Documentaries

DNUBehind the doc: Searching for a Fix

Posted July 26

Searching for a Fix

In researching and producing “Searching for a Fix” there were some things that surprised me and one thing that did not. I was surprised how widespread the problem of prescription opioid and heroin addiction is, how users switch from the former to the latter because heroin is cheaper and easier to get and how there appears to be no real demographic for someone who is addicted to heroin. When you hear the stories of people touched by this issue it shatters stereotypes and the false assumption that addiction is a choice.

The interviews we did with family members who lost loved ones were gut wrenching. The pain of their loss was etched on their faces and echoed by their wavering voices. So I was surprised by the sharp contrast an interview we did with a heroin user provided. To look at him and talk with him you would never suspect he was addicted to heroin. He works a full-time job, has a fiancé and speaks of his heroin use as casually as you and I might speak of having a beer or glass of wine at the end of the day. He did however admit he was addicted with plans of quitting one day.

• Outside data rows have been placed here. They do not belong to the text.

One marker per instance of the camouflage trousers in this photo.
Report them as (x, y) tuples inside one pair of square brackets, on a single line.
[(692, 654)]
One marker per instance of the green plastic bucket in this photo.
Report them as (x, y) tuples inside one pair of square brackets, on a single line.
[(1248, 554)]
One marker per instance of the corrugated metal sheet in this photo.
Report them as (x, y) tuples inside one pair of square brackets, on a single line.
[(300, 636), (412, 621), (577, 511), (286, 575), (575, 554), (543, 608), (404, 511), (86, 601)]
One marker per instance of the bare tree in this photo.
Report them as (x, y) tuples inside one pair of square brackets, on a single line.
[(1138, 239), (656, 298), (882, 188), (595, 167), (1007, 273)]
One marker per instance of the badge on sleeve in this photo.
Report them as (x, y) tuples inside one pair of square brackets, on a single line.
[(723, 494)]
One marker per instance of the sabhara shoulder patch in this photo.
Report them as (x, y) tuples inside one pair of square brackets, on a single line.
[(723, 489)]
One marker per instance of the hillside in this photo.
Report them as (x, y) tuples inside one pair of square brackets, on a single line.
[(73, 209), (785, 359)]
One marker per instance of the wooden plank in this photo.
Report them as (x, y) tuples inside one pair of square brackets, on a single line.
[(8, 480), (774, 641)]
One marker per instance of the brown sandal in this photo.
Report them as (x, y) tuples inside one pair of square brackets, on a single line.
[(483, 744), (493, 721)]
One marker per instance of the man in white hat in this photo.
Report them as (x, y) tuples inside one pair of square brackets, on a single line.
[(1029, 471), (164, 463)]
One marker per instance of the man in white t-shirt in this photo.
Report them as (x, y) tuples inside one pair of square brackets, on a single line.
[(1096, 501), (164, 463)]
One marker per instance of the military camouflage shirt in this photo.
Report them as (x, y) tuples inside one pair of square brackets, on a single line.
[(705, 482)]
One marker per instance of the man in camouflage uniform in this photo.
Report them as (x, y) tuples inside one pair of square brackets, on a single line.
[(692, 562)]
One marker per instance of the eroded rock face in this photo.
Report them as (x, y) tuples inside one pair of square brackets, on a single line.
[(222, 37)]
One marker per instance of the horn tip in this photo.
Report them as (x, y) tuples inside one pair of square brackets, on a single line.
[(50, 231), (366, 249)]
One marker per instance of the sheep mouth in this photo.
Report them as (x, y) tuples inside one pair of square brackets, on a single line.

What did not surprise me was the point made by nearly everyone in the documentary, from parents who’ve lost children, to law enforcement officers, to those who run substance abuse treatment centers, to state officials, that it is far better for all of us to treat people with substance addiction and help them recover and become productive citizens than it is to lock them up or worse, let them die. It was heartening to see a bipartisan effort in our state legislature pass the STOP Act to help address our state’s opioid epidemic. It was disheartening, but not surprising, to see the legislature cut the $20 million dollars for community-based substance abuse treatment in half when nearly everyone with a stake in this issue says much more access to treatment is what’s desperately needed. Sure, $10 million more for treatment is better than nothing, but it’s very clear from our documentary that it is not nearly enough.